4.3 Additional Cluster Operating Instructions

The following instructions provide additional information for operating Novell Cluster Services.

4.3.1 Installing NetWare on a Server To Be Added to an Existing Cluster

  1. Install fibre channel hardware.

    NetWare will automatically detect and load the proper drivers when it installs.

  2. Install NetWare, including the latest Service Pack, on the new server.

  3. Reboot the server.

  4. Install Novell Cluster Services on the new server.

  5. (Conditional) If you have changed the failover order, add the new server to the failover list.

    By default, Novell Cluster Services will include all nodes on the failover list, including newly added nodes.

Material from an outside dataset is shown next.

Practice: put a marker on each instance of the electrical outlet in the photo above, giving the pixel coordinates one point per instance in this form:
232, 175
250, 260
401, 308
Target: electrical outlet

4.3.2 Readding a Node to a Cluster That Was Prevously in the Cluster

Previously, if you were reinstalling a cluster node and using the same server name, you had to reconfigure Novell Cluster Services on that node and restart cluster software on all nodes in the cluster prior to adding the node back into the cluster. An option now exists in iManager to automate the process for readding a node to a cluster.

  1. If necessary, install NetWare, including the latest Service Pack on the server using the same node name and IP address.

  2. In the left column of the main iManager page, locate Clusters, then click the Cluster Options link.

  3. Type the cluster name or browse and select it, then click the Repair button under the cluster name.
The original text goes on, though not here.